Tuesday, December 28, 2010

Heading to the Arctic?

By:  Tom

Sarah and I are not actively publicizing our Great Slave Lake trip.  After all, we're only in the planning stages.  No plane tickets have been purchased and no reservations have been made.  Our imaginations have been fired up, however.

I do talk about the trip to family members and acquaintances on occasion.  When I mention to people that I plan to be paddling next summer on the GSL in the Northwest Territories I often get the response that "Oh, you're going to the Arctic."  Well, not exactly.

The Arctic is generally defined as consisting of "regions around the North Pole," which is not real specific. The cartographers have drawn the Arctic Circle on the globe at 66 degrees 33' north of the equator.  This line marks the northernmost point where the sun is visible on the winter solstice (and southernmost point at which the midnight sun in visible during the summer solstice.  Everywhere north of the line is the cartographer's Arctic.

This one-size-fits all approach does not account for differences in temperature and vegetation.  Another way to define the Arctic is to place it wherever the summer high temperatures fall below 50 degree Fahrenheit.

This temperature-based definition transforms the Arctic into almost an oval-shaped area.

Another approach is to use the tree line as the marker for what is the Arctic.  The regions in the north where the land is too harsh to support trees make up the Arctic.

There are some subtle differences between the Arctic as defined by the temperature and tree line approaches.

As this map shows, the GSL lies just outside the tree line, which means that we aren't going to the Arctic this trip. (GSL is the lake at the bottom of the map.)
One of the appeals of paddling in McLeod Bay, at the far eastern/northern extreme of the East Arm of GSL, is its close proximity to the tree line.  I'm looking forward to exploring observing how trees get fewer and small as we get closer to the tree line.

While I've crossed tree lines on numerous mountains, there is something special, even a little ominous, about a tree line that marks the entrance to thousands of square miles of tree-less barrens.  The great presence of that land just miles from where we will be paddling will keep my imagination bubbling.

Saturday, December 25, 2010


By:  Tom

Sarah Hartman and I are two Chicago area paddlers.  We've paddled together a few times, including a little jaunt across Lake Michigan in early September, and know each other by reputation in the small Chicago kayaking community.  We share one big paddling goal in 2011, namely, to successfully accomplish a two-week unsupported paddle on the East Arm of the Great Slave Lake ("GSL") in the Northwest Territories of Canada.

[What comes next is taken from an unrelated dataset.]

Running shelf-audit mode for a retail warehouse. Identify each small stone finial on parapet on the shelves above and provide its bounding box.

The purpose of this blog is to chronicle our preparations, assemble information that might be of interest to others considering a paddling trip to the GSL and document the trip itself.  Hopefully, others can learn from our experiences.

I became interested in the GSL when Greg Loftus, a paddler from Yellowknife, NWT and the owner of Tundrsails (see links) contacted me early in 2010.  Greg was kind enough to provide a few pictures and some background information about GSL paddling, which were published in the blog of the Chicago Area Sea Kayakers Association.

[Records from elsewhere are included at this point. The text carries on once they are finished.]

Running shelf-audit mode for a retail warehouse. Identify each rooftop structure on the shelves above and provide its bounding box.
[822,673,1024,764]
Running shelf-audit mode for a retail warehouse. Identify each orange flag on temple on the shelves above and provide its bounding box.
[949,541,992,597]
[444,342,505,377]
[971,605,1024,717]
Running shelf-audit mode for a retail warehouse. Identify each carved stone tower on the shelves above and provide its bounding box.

Through Greg and my own research I learned that the GSL is an extremely intriguing paddling destination.  GSL is one of the ten largest lakes in the world, bigger than some of the Great Lakes.  It was formed when the continental glacier came off the hard Canadian Shield and scooped out a deep depression in the softer rock to the south.  GSL is the deepest lake in North America, over 2000 feet deep in some spots.  It is perched in an area where the boreal forest is transitioning to the tundra.  The lake has a varied shore, monster fish, and plenty of paddling challenges.

The GSL area is rich in human history.  GSL and the big Mackenzie River which it feeds have long served as a key means of transportation and a source of food for many generations of people.  The history of relations between the aboriginal tribes and more recent arrivals is challenging to say the least.  Deposits of gold, diamonds and other minerals make the area a tempting but tough target for mining companies.  I simply don't know enough at this point to say anything about history/culture/politics of the area other than that things are complicated.

We plan to paddle the East Arm of GSL.  This is the most remote sector of the lake.  With the single exception of Lutselk'e there are no settlements in the East Arm.  McLeod Bay, the easternmost bay in the East Arm where we will be doing most of our paddling, apparently has nothing but a few camps along its roughly 165 miles of shoreline.

We have a lot of work to do to plan and prepare for this trip.  Neither of us are uber-paddlers or campers with extensive Arctic experience, but we have done a fair amount of kayak camping in the Great Lakes.  We thus have a lot to learn in order to ensure that we have mitigated and prepared for the physical and psychological challenges of this trip.  We'll use this blog to share what we're thinking, what we're doing and what we've learned along the way.